Además, la tez blanca, producto de una familia que había emigrado recientemente a la ciudad, obligaba a prestarle atención inmediatamente. Una vez que conversamos de este periodo, le hice la broma que creía que había sido su profesor, lo que, con su estilo característico: voz firme, acento contundente y frases cortas, me dijo que no. “No recuerdo, fue hace muchos años”, sí lo celebró o lo lamentó. Su padre, don Beto Paguada, fue un destacado ebanista de la ciudad, encargado de producir las mejores piezas de madera para el hogar. También confeccionaba ataúdes, útiles para estos momentos de dolorosas despedidas.

Lo reencontré en Tegucigalpa, ya siendo un joven y destacado locutor. Primero, como otros más, espigando en las narraciones deportivas. Después, en el mundo de las noticias, mientras culminaba sus estudios universitarios. Cuando tuvo su más destacada participación, fue en su última etapa como periodista de televisión, especialista en cubrir la fuente del aeropuerto Toncontín, donde confluían los viajeros y los reunidos para, recibir familiares y amigos. Era inevitable la presencia de Melvin para entrevistar a los viajeros.

Algunos de los cuales, incluso, no eran tales, sino que solo visitaban el aeropuerto para que Paguada los entrevistara. Porque ser objeto de las preguntas certeras, firmes pero respetuosas de Melvin Paguada, permitía una enorme publicidad a los necesitados de ella y también, una prueba de talento a la que había que pasar con honores, para gozar del respeto de la opinión pública.

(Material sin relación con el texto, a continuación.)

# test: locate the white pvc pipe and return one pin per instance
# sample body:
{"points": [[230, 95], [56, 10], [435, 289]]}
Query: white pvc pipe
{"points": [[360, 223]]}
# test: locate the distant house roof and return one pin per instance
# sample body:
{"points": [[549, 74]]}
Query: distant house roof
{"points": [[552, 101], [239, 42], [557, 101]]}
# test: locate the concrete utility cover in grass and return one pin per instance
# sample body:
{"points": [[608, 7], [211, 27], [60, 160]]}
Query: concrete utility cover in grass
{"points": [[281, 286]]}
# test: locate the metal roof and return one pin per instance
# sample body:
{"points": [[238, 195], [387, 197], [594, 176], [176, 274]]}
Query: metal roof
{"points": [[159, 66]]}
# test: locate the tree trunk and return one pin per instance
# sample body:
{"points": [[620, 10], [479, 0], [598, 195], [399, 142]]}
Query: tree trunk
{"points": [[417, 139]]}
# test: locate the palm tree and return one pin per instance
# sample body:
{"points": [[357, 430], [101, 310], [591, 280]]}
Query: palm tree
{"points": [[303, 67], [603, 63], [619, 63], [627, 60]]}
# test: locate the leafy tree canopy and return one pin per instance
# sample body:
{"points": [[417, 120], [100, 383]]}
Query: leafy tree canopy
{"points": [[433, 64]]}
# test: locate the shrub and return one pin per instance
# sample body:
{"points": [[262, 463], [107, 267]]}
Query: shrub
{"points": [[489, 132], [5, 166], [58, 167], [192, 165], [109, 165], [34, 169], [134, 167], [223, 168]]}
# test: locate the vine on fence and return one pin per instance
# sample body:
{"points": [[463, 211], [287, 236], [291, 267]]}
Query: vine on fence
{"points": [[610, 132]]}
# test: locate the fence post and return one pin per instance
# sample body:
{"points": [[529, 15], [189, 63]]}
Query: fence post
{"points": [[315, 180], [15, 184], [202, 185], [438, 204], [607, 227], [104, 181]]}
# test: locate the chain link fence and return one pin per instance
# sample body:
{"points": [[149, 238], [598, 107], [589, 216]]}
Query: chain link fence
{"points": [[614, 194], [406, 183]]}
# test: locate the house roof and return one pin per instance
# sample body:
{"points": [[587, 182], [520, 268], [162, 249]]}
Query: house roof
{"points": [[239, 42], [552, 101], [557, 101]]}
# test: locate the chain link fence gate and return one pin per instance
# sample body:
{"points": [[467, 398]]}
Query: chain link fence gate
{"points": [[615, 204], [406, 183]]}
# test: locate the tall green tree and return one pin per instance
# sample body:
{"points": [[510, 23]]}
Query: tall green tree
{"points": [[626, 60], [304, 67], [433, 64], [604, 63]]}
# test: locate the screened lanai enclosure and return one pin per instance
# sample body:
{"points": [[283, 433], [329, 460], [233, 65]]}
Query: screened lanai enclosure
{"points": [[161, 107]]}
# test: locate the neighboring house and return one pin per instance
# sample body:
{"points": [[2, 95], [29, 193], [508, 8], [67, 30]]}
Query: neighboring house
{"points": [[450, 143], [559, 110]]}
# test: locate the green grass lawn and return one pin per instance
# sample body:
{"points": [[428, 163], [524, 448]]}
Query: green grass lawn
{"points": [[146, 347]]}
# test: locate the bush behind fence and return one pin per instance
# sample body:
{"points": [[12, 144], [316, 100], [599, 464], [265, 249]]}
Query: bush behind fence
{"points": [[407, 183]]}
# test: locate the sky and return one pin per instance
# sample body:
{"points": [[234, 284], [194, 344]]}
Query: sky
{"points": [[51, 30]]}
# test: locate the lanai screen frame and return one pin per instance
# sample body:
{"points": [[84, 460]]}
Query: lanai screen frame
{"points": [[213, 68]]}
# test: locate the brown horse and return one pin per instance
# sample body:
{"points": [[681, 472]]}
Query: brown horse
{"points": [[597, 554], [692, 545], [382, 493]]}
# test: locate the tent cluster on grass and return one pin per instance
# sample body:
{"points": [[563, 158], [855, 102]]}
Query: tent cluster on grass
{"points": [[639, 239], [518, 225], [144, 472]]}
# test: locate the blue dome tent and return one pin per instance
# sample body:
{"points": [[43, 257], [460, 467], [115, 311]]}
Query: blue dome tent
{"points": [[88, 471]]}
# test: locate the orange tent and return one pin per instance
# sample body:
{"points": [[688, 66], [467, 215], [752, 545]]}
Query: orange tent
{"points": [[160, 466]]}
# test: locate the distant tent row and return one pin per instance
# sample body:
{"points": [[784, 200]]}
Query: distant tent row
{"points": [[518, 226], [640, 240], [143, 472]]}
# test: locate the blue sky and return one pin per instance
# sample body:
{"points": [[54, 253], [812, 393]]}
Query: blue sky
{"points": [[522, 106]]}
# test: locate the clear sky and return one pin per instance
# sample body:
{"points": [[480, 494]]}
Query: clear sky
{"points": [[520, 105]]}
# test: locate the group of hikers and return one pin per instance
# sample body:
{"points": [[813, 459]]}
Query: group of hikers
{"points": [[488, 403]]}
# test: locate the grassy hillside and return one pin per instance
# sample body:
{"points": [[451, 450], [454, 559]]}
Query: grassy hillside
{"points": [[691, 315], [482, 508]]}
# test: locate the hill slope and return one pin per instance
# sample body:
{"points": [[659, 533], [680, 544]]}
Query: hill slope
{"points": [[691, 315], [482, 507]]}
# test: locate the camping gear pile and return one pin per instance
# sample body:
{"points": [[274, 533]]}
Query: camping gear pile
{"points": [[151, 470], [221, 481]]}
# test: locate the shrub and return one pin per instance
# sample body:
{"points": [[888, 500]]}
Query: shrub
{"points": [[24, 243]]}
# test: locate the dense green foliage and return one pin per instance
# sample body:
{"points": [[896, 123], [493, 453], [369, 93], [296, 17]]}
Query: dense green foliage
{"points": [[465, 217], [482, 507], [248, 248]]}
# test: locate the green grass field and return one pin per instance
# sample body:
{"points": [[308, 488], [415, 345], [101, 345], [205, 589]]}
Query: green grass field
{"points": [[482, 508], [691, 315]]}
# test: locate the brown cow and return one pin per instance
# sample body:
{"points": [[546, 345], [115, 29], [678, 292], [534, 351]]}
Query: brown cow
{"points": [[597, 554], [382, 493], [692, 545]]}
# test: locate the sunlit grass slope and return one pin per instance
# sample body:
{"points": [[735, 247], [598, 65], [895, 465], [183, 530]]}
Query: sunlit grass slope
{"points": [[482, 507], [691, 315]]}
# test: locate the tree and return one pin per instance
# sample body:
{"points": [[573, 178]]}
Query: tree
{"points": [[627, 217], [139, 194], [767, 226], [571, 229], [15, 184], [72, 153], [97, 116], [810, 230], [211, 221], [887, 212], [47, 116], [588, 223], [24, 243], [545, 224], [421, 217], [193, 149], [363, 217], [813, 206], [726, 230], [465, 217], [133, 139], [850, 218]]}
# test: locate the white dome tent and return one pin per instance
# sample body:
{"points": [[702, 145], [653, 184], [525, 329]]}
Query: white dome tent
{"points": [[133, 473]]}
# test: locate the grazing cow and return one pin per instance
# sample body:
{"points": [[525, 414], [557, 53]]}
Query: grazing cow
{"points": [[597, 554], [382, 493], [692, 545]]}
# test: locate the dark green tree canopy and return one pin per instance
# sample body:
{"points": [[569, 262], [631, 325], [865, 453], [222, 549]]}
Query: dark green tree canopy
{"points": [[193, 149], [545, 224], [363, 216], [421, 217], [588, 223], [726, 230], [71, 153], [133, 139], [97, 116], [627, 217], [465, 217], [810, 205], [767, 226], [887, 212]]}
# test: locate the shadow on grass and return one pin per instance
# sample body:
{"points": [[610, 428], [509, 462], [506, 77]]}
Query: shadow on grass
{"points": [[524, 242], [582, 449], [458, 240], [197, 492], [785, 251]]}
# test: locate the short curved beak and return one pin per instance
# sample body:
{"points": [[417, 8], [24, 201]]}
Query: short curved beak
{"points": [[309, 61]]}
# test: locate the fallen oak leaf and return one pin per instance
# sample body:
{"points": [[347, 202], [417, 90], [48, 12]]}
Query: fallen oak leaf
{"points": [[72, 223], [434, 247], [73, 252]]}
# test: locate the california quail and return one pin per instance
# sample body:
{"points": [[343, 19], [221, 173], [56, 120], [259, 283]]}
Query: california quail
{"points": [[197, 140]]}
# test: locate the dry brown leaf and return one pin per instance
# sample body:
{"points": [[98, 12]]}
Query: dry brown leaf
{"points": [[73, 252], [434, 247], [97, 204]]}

Una vez, con la insistencia que lo caracterizaba, me obligó a participar de esta estratagema. Me llamó a mi oficina y me convenció que concurriera en la mañana, antes de las 7:00 am, para que él me pudiera entrevistar. Me resistí al principio; pero él, conociéndome, recurrió al paisanaje, al común amor por Olanchito y el cariño que nos dispensamos; y no pude resistirme. Fui al aeropuerto, sin viajar a ninguna parte, para darle gusto a Melvin Paguada que, deseaba que opinara sobre temas que le interesaban y que, posiblemente, además, su jefe de redacción se los había pedido.

Junto a la pena por su desaparición físico, experimento legítimo orgullo por las notas periodísticas, las voces de diferentes sectores y las expresiones de duelo de organizaciones con las que, estaba vinculado; y por supuesto, el sentimiento inevitable que hizo una buena labor en los medios de comunicación.

Que supo honrar una profesión, no siempre bien comprendida, y que con su talento hizo una labor informativa y creo opinión sobre temas de interés para la sociedad. Como paisano suyo, admirador de su estilo enérgico de presentar las noticias, su talento probado en el ejercicio de la palabra improvisada – sumamente difícil porque requiere un talento especial— siento el vacío de su ausencia. Pero además el orgullo, por el sentimiento general que ha provocado su desaparición física.

Lo que indica que, honro con su trabajo a su familia, a sus padres, esposa e hijos y sirvió, desde las tribunas comunicacionales, al bien común.